About the houses every vestige of metal and glass is absent. The windows may have been glazed with irregular plates of selenite, and the marks of fire and the rude stone axe are upon the beams. Instead of the gun, curved clubs, the bow, and stone-tipped arrows hang from the rafters with the lance thrown by the atlatl. In the corner stands a hoe of stone and a digging stick; pottery, gourds, and basketry are the sole utensils, the knife is a chipped stone blade set with pine gum in a wooden handle, and the horns of the mountain sheep are formed into spoons.
The rooms are smoky and dark, since the chimney is not yet, and the fire on the floor must be nursed, for, when it goes out, it must be rekindled by the friction of two pieces of wood or borrowed from a neighbor in the manner of primitive times, not yet forgotten among the advanced sharers of civilization. Much might be added to this picture of the early life of the Pueblos, and the exploration of the ruins will tell us yet more to excite our interest and admiration.

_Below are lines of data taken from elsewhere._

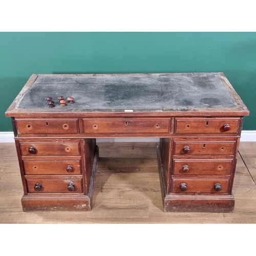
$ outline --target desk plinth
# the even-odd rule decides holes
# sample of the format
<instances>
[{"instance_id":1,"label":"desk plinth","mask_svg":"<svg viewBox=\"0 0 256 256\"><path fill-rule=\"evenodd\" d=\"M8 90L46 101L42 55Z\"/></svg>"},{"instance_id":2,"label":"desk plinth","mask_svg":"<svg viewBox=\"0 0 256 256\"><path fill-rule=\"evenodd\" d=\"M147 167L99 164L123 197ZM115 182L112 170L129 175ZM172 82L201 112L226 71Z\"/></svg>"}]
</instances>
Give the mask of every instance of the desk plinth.
<instances>
[{"instance_id":1,"label":"desk plinth","mask_svg":"<svg viewBox=\"0 0 256 256\"><path fill-rule=\"evenodd\" d=\"M60 95L74 102L60 106ZM33 75L6 113L23 210L91 210L96 139L159 138L164 211L232 211L248 114L223 73Z\"/></svg>"}]
</instances>

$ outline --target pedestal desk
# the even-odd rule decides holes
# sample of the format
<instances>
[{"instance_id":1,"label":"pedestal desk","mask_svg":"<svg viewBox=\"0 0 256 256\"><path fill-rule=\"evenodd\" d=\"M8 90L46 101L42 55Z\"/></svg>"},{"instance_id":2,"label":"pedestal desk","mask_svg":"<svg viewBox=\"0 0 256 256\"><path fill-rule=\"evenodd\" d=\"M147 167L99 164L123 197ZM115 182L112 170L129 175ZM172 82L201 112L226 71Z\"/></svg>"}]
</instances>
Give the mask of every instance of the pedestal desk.
<instances>
[{"instance_id":1,"label":"pedestal desk","mask_svg":"<svg viewBox=\"0 0 256 256\"><path fill-rule=\"evenodd\" d=\"M96 139L159 138L164 211L232 211L248 115L222 73L33 75L6 112L23 210L91 210Z\"/></svg>"}]
</instances>

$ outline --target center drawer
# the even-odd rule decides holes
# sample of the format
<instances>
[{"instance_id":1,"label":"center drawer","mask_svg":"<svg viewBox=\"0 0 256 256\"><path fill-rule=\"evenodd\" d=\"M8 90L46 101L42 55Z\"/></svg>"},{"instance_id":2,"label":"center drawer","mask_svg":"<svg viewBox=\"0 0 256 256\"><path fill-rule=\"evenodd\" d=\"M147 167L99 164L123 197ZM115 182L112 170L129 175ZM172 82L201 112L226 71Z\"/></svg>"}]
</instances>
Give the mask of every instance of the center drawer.
<instances>
[{"instance_id":1,"label":"center drawer","mask_svg":"<svg viewBox=\"0 0 256 256\"><path fill-rule=\"evenodd\" d=\"M29 193L80 193L81 179L26 180Z\"/></svg>"},{"instance_id":2,"label":"center drawer","mask_svg":"<svg viewBox=\"0 0 256 256\"><path fill-rule=\"evenodd\" d=\"M23 160L26 175L79 175L80 161Z\"/></svg>"},{"instance_id":3,"label":"center drawer","mask_svg":"<svg viewBox=\"0 0 256 256\"><path fill-rule=\"evenodd\" d=\"M170 118L83 119L84 133L167 133Z\"/></svg>"},{"instance_id":4,"label":"center drawer","mask_svg":"<svg viewBox=\"0 0 256 256\"><path fill-rule=\"evenodd\" d=\"M20 142L23 156L79 156L79 142Z\"/></svg>"}]
</instances>

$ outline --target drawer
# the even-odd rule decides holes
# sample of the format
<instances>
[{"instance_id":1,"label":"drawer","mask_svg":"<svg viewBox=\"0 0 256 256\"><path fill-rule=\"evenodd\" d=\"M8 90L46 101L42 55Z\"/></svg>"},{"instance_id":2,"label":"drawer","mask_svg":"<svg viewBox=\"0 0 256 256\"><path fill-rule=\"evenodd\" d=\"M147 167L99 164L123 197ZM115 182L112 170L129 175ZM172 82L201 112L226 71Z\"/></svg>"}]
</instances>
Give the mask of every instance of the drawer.
<instances>
[{"instance_id":1,"label":"drawer","mask_svg":"<svg viewBox=\"0 0 256 256\"><path fill-rule=\"evenodd\" d=\"M232 163L231 159L174 159L173 174L230 175Z\"/></svg>"},{"instance_id":2,"label":"drawer","mask_svg":"<svg viewBox=\"0 0 256 256\"><path fill-rule=\"evenodd\" d=\"M79 175L80 161L23 160L26 175Z\"/></svg>"},{"instance_id":3,"label":"drawer","mask_svg":"<svg viewBox=\"0 0 256 256\"><path fill-rule=\"evenodd\" d=\"M169 118L83 119L84 133L167 133Z\"/></svg>"},{"instance_id":4,"label":"drawer","mask_svg":"<svg viewBox=\"0 0 256 256\"><path fill-rule=\"evenodd\" d=\"M29 193L80 193L82 180L26 180Z\"/></svg>"},{"instance_id":5,"label":"drawer","mask_svg":"<svg viewBox=\"0 0 256 256\"><path fill-rule=\"evenodd\" d=\"M173 179L174 193L227 193L229 180Z\"/></svg>"},{"instance_id":6,"label":"drawer","mask_svg":"<svg viewBox=\"0 0 256 256\"><path fill-rule=\"evenodd\" d=\"M21 142L23 156L79 156L79 143Z\"/></svg>"},{"instance_id":7,"label":"drawer","mask_svg":"<svg viewBox=\"0 0 256 256\"><path fill-rule=\"evenodd\" d=\"M175 133L237 134L239 118L176 118Z\"/></svg>"},{"instance_id":8,"label":"drawer","mask_svg":"<svg viewBox=\"0 0 256 256\"><path fill-rule=\"evenodd\" d=\"M236 141L175 142L174 155L232 155Z\"/></svg>"},{"instance_id":9,"label":"drawer","mask_svg":"<svg viewBox=\"0 0 256 256\"><path fill-rule=\"evenodd\" d=\"M16 119L18 134L77 134L78 119Z\"/></svg>"}]
</instances>

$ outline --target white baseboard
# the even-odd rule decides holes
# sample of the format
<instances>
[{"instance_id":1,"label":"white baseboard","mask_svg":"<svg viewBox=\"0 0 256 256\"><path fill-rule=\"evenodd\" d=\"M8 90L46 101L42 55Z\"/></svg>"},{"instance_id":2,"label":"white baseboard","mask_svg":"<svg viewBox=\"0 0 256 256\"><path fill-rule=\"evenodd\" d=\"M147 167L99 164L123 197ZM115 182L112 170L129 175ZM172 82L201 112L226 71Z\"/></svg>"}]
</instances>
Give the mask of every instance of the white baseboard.
<instances>
[{"instance_id":1,"label":"white baseboard","mask_svg":"<svg viewBox=\"0 0 256 256\"><path fill-rule=\"evenodd\" d=\"M14 142L12 132L0 132L0 143ZM97 139L99 142L157 142L157 138ZM256 141L256 131L242 131L240 141Z\"/></svg>"}]
</instances>

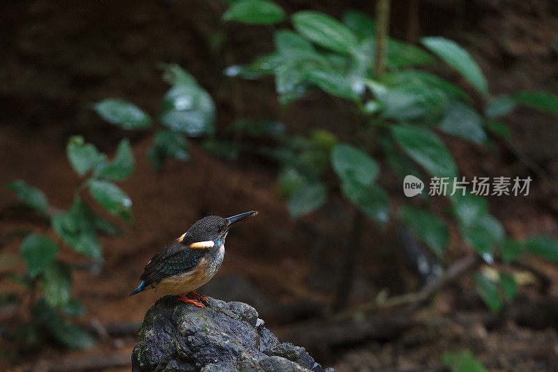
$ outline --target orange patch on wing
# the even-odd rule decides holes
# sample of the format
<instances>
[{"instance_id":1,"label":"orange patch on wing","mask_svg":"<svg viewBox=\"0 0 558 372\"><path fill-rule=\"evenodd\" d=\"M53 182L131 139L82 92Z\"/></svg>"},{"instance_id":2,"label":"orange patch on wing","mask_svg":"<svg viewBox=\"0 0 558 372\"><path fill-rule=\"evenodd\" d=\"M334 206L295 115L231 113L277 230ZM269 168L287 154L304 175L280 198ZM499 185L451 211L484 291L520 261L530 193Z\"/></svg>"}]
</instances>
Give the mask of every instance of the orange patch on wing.
<instances>
[{"instance_id":1,"label":"orange patch on wing","mask_svg":"<svg viewBox=\"0 0 558 372\"><path fill-rule=\"evenodd\" d=\"M215 245L215 241L213 241L213 240L208 240L206 241L198 241L197 243L192 243L188 246L194 249L203 249L204 248L211 248L214 245Z\"/></svg>"}]
</instances>

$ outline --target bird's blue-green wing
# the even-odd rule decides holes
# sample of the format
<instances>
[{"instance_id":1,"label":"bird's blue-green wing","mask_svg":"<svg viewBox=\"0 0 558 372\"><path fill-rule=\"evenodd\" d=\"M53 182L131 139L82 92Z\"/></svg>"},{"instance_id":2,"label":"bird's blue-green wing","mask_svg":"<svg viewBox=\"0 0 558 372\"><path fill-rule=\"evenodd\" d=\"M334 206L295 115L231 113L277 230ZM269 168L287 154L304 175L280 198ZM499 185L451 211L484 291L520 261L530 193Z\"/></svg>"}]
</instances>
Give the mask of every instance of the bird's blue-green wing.
<instances>
[{"instance_id":1,"label":"bird's blue-green wing","mask_svg":"<svg viewBox=\"0 0 558 372\"><path fill-rule=\"evenodd\" d=\"M179 242L165 247L147 264L140 278L146 283L193 269L205 255L206 249L190 248Z\"/></svg>"}]
</instances>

Among the inhabited Hopi pueblos are many seats of the ancient people now become mounds or fallen walls and their memory a tradition. There were four mission churches; hardly a vestige of them remains, and a few of the carved beams support the roofs of pagan kivas. This bears strong testimony to the completeness of the weeding out of the foreign missions by the Hopi more than two centuries ago. The Hopi have always been free and independent, even when the search for gold by the Conquistadores had been turned to the search for souls to the subjugation of most of the other Pueblos in the Southwest.
Several of the interesting ruins in Tusayan have been explored. Sikyatki, or “Yellow House,” lying on the sand hills four miles east of Walpi, has yielded many strange and beautiful relics of pottery and stone, as has Awatobi, a large town on a mesa ten miles southeast of Walpi, destroyed about the year 1700 by the other villagers. Here may be traced the walls of the mission of San Bernardino de Awatobi, a large church built of blocks of adobe mixed with straw. The church stood on the mesa commanding a superb view of the lava buttes to the south and must have been in its time an imposing building. The old town of Kisakobi, near Walpi, has yielded relics in profusion of a later period than the sites mentioned, and it is here that we must look for the arts of the Hopi just before they came into the light of history.

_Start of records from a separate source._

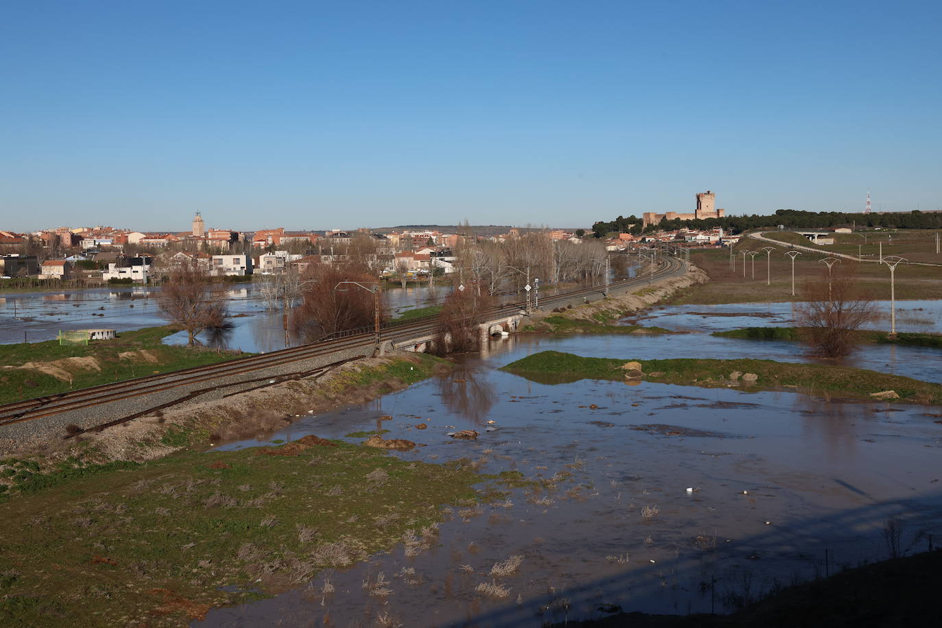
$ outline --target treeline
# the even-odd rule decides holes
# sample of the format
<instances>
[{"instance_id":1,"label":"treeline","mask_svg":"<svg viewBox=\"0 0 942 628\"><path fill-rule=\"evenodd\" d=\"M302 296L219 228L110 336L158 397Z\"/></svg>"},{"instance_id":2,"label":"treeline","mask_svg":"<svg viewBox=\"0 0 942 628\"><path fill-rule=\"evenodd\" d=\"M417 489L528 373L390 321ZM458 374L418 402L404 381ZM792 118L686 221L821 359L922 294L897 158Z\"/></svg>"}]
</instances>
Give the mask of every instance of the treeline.
<instances>
[{"instance_id":1,"label":"treeline","mask_svg":"<svg viewBox=\"0 0 942 628\"><path fill-rule=\"evenodd\" d=\"M716 229L722 227L730 233L740 233L750 229L775 228L783 225L787 229L818 229L825 227L850 227L857 229L880 227L882 229L939 229L942 228L942 213L914 211L899 214L845 214L843 212L805 212L796 209L779 209L771 216L727 216L722 218L700 220L666 220L642 227L642 219L634 216L619 216L614 220L600 220L593 225L595 237L605 237L611 233L640 234L653 231L673 231L688 229Z\"/></svg>"}]
</instances>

The prevalence of ruins around the Hopi mesas is in keeping with the movements of the tribes in the Pueblo region. Of the seven Hopi towns, Oraibi is the only one now on the site it occupied when the Spaniards came to Tusayan.
Not long ago, according to Hopi traditionists, some clans withdrew from Tusayan and rebuilt cliff-houses in the Canyon de Chelly, where before some of the clans that finally settled in Tusayan lived for a time.
Without doubt the connection between the early Hopi clans and the people who lived in the cliff-dwellings was close at a former period, and there is reason to believe that the older clans who are said to have come in from the North possessed the black-and-white pottery and the arts of the cliff-dwellers. Other clans coming from the South must have worked considerable changes in Hopi arts. While the southern clans brought yellow pottery, it remained for the great influx of peoples from the Rio Grande to introduce the artistic ware with complicated symbolic decoration that rendered the Tusayan ceramics superior to all others in northern America.